The latest unemployment data, issued by Eurostat, shows a record 12.1% of the eurozone’s population is jobless. Top of the unemployment list are countries that have undergone EU bank bailouts.
The overall number of people currently out of work in the
eurozone has reached 19.21 million.
The EU member hardest hit by austerity – Greece – has the worst
unemployment, according to Eurostat’s survey for March 2013,
published on Tuesday. The country has more than
a quarter of its citizens jobless (Eurostat reveals figure of 27.2%
for January 2013).
The number out of work is expected to rise even further after Athens agreed to sack 15,000 civil servants as part of the requisite for the 2.8 billion euro part of its latest bailout tranche.
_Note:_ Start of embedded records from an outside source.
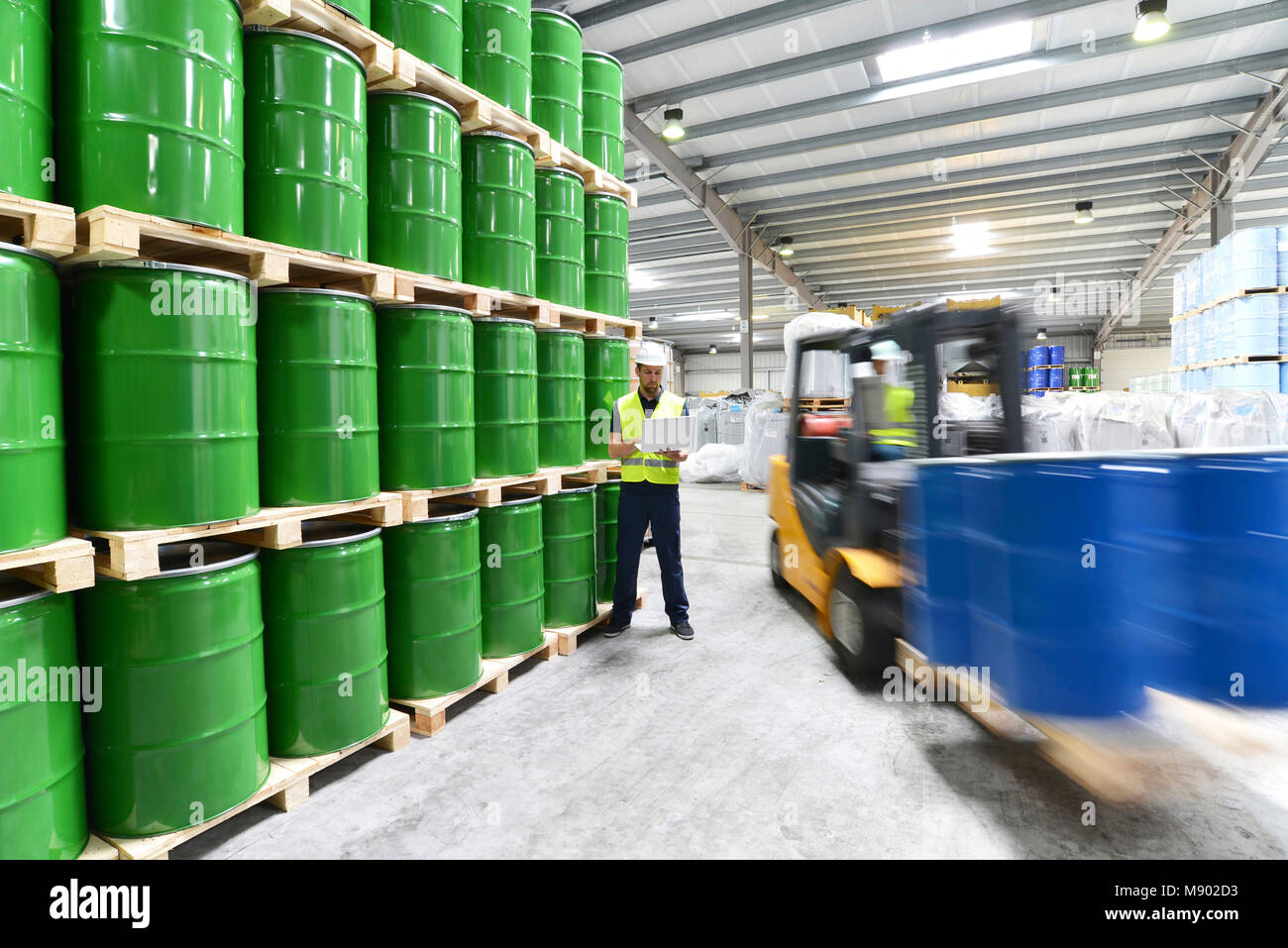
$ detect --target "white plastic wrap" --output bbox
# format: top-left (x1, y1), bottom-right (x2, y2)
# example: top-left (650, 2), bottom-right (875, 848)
top-left (783, 313), bottom-right (859, 398)
top-left (738, 396), bottom-right (791, 487)
top-left (680, 445), bottom-right (742, 484)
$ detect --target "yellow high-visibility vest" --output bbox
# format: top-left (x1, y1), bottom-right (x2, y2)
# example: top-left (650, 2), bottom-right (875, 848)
top-left (617, 389), bottom-right (684, 484)
top-left (868, 385), bottom-right (917, 448)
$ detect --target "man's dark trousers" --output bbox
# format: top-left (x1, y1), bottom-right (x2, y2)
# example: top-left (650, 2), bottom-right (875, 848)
top-left (613, 480), bottom-right (690, 626)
Other subjects to austerity, Spain and Portugal, also see their unemployment levels nearing those seen only during the Great Depression. And it’s not only a problem for countries forced to tighten their belts. France has its unemployment - with 5 million jobless – at all time high.
For those aged 25 and below, in countries like Spain and Greece, the unemployment rate is as high is close to 60%, with very little sign of improvement.
To find out the real extent of the problem RT’s Tesa Arcilla
spoke to some of those who were forced out of their homeland by
unemployment. Nicollo Regalzi, a biology graduate from Italy had to
come to Brussels and embark on a chocolatier career.
“The situation in Italy was actually awful. Because the only
thing I was able to get is a really short contract like three
months or six months with absolutely no possibility of growing up
in an industry,” Regalzi complains.
He says it wasn't a walk in the park in Belgium, either, as many companies required working knowledge of both French and Dutch -- a barrier that may be hard to overcome, but it was still more attractive for him than going back home.
“I read that in 2012, the percentage of young people who
emigrate from Italy grew by 30-40%. I really don't know what it
will be in 2013 because the situation is going from worse and
worse," according to the young Italian.
And it's not just EU citizens feeling the pinch. Foreigners who came to Europe to seek new opportunities -- starting their own businesses and building their lives -- have now also changed their minds.
For Adriana Moreno, this meant leaving Greece and going all the way back to her native Ecuador. And while homesickness was the initial reason for the move, she has no regrets about making that decision.
“Many foreigners decided to leave Greece and move to
countries like Germany and Switzerland. But the Greeks who stayed
behind are saying that the situation is really difficult there. For
instance, servicemen who used to get 1,500 Euros are now paid just
900," Moreno says.
Ireland saw 63,000 people leave the country last year, which is the highest level of emigration in a decade.
“It's a trend. If you look at the figures, countries like
Ireland, some people argue that a whole generation has left,”
Pieter Cleppe, Head Of Brussels Office of Open Europe says.
The “current plan is that Germany has to bailout the rest of the eurozone,” the expert told RT. But, he went on, some people claim that “the Germans are selfish,” since they are able to do so, but are not willing to.
This myth is however debunked with figures, Cleppe says. Germany is “suffering as well,” the expert noted. “Its economy is not great: it’s not negative growth, but the unemployment is slowly going up. And this should be a lesson,” he pointed out.
Alternative solutions have also been discussed, “but most of them until having a second look at which countries can share a currency union,” the analyst said. “So far, this is still an absolute and unconditional taboo in the European capitals, but I suspect that will change at some point.”
As job rates in Europe plummet to their all time lows, some analysts see it as a sign that billions of euro in bailouts could work fine for balancing a country’s finances, while at the same time not making economies any healthier.